ETS modelling is out and the coalition opposition says it’s flawed.

A standard response from a predictable opposition which is operating on the premise of opposing anything which originates from the government, because it’s the opposition and that’s what opposition parties do. Andrew Robb claims the Treasury modelling is flawed, but can’t say why. Where’s the benefit for Australia in claiming something is terribly flawed without stating why and nominating a suitable fix?
Robb claims the modelling doesn’t factor in the current economic fracas. Neither it should. The fiscal crisis is a one off (hopefully) and like a bad debt in business, cannot be accounted for to the ‘N’th degree. Provision can be made, but how long is that piece of string and just when will the next global economic crisis take place? How wide spread is it likely to be? What an appalling rationale for claiming flawed economic modelling.
Industry doesn’t like the result because it impacts on industry. Surprise! Surprise! $23/tonne as a carbon price is a “hell of a whack”. The current EU carbon price is the equivalent of A$44.83. Now that’s a hell of a whack. Perhaps Ausralia’s ETS should start off where current trading nations are currently? Enter into a marketplace which is already working? Of course, industry would whinge and complain even more so.
Household energy costs will rise by an estimated $7/week or $84 per quarter. Change all the light bulbs to fluros, don’t leave them on un-necessarily, hang the washing out in the backyard instead of using the clothes dryer and shut down computers which aren’t being used. In this household that’s bound to save a lot more than $84 off every power bill even now. Malcolm Turnbull advocates waiting. let’s wait and see what the new US President does, he says. Let’s wait to see what the Democrat Congress does. (why I don’t understand because the American Congress has been controlled by the Democratic Party for nearly twelve months now) He says we should also wait to see whether China, India, Brazil, and who knows how many other nations, join a form of global ETS. While we’re waiting, nothing happens. Actually that’s incorrect. The contribution to adverse climate change from humanities industrialisation would continue apace, making a later start to any carbon abatement scheme all the more difficult to implement or effectively combat climate change with. But hey, all of us alive today will be dead and drifting on a carbon-laden breeze by the time the planet really wakes up to the fact that any abatement battle needed to start decades previous.

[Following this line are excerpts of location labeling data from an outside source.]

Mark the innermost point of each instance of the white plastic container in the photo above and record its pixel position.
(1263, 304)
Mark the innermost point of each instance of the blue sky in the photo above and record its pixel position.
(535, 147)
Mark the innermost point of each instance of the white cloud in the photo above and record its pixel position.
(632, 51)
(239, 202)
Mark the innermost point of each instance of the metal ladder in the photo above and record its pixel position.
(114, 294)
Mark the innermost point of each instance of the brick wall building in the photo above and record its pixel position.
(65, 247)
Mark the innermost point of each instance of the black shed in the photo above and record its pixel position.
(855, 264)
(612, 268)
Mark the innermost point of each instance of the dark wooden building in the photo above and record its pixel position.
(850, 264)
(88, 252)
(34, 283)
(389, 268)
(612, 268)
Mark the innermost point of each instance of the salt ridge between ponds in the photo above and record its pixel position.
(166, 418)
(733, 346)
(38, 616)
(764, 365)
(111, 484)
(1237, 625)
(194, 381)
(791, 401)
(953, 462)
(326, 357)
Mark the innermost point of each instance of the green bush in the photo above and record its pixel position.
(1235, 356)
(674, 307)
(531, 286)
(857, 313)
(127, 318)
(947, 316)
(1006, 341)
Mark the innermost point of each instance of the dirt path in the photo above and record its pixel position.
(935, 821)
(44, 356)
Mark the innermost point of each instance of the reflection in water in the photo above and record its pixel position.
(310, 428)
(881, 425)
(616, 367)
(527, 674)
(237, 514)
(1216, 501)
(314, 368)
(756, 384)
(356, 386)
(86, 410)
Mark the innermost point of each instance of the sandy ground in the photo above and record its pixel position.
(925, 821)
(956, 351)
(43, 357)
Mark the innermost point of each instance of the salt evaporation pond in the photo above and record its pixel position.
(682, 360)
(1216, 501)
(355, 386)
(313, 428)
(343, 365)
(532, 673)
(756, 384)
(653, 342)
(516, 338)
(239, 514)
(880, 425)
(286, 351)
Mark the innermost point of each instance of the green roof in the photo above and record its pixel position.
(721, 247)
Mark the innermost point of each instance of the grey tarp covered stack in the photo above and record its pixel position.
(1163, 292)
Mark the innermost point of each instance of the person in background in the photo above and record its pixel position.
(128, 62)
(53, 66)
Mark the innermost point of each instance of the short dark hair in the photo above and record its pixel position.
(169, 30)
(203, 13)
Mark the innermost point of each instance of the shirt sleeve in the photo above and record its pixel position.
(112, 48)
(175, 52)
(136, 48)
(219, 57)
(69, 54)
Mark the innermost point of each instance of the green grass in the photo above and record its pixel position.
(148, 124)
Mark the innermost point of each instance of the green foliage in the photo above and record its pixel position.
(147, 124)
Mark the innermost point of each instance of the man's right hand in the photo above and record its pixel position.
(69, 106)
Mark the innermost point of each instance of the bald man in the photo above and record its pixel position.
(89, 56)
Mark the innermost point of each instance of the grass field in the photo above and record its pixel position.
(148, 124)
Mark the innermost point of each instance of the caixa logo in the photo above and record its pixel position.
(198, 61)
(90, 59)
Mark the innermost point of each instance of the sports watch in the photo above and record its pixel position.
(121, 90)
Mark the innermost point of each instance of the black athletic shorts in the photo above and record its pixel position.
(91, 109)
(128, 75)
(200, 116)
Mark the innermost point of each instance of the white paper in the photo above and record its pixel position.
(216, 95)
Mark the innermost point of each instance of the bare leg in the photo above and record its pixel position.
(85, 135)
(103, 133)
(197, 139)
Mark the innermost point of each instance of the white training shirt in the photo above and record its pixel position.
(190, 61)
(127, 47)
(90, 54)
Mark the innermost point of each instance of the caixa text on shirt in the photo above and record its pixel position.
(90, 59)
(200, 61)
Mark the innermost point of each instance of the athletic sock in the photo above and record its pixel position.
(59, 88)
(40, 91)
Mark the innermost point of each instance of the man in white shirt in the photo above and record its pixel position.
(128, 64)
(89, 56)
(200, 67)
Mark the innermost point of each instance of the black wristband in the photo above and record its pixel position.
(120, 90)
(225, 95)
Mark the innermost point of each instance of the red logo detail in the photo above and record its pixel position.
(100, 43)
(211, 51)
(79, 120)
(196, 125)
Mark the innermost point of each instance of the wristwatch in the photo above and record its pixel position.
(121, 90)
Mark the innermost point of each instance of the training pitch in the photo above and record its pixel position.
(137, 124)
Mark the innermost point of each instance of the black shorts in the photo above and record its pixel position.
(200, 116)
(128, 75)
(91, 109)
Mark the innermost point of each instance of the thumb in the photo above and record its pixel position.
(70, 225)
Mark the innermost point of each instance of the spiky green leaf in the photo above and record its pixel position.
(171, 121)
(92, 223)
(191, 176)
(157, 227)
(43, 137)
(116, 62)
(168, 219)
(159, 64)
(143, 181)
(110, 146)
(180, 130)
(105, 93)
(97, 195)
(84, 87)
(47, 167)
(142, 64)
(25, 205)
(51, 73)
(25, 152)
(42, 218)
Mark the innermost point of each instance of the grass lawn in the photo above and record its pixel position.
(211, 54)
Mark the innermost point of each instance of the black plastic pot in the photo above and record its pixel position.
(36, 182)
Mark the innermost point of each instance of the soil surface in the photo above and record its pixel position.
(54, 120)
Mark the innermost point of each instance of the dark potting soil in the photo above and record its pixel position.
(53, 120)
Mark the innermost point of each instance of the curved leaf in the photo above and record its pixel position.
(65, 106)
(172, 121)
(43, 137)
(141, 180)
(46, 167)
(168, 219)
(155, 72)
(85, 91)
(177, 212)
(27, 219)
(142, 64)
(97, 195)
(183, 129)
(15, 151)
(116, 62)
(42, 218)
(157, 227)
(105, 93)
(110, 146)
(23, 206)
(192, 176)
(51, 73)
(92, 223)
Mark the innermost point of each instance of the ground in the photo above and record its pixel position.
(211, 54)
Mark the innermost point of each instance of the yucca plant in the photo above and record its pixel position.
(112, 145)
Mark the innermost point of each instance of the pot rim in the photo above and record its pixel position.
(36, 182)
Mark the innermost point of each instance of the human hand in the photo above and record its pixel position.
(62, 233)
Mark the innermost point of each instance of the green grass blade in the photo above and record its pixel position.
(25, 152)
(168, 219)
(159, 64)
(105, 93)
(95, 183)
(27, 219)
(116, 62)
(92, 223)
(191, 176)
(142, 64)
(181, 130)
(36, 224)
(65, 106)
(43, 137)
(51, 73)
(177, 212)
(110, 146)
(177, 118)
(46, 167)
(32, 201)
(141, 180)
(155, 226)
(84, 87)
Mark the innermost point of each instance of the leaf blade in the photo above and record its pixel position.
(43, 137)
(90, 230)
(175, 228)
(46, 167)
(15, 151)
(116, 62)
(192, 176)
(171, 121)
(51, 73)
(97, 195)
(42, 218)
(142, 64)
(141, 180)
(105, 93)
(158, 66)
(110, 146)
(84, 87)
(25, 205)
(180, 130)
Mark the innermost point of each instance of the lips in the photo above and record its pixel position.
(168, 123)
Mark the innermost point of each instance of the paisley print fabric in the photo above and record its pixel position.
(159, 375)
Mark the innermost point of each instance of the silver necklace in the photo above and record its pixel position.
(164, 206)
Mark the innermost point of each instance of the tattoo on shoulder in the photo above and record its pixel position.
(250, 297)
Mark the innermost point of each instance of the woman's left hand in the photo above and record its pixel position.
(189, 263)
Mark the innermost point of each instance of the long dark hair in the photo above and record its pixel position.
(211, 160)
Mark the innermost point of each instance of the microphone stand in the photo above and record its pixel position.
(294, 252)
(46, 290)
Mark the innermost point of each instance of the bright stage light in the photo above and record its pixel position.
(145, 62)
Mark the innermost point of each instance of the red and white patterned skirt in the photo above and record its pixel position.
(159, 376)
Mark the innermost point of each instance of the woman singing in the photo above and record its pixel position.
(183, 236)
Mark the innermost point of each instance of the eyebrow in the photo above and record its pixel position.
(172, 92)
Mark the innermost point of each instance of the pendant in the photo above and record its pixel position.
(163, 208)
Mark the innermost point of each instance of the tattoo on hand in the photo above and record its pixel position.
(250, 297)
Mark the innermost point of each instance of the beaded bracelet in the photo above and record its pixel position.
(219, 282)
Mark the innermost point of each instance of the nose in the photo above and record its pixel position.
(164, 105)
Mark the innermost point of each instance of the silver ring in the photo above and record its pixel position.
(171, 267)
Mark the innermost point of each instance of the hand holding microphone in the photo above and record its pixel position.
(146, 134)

The reports are in, the modelling’s been done. I say we continue forward and establish an emissions trading scheme as planned. No amount of modelling can possibly predict exactly how any such scheme should or will function, until it’s in place and working. The EU’s early efforts testify to that. At least Australia has the benefit of that reality to plan from. To paraphrase Daryl Somers’ Northern Territory commercial from the eighties….if we never, never go, we’ll never, never know.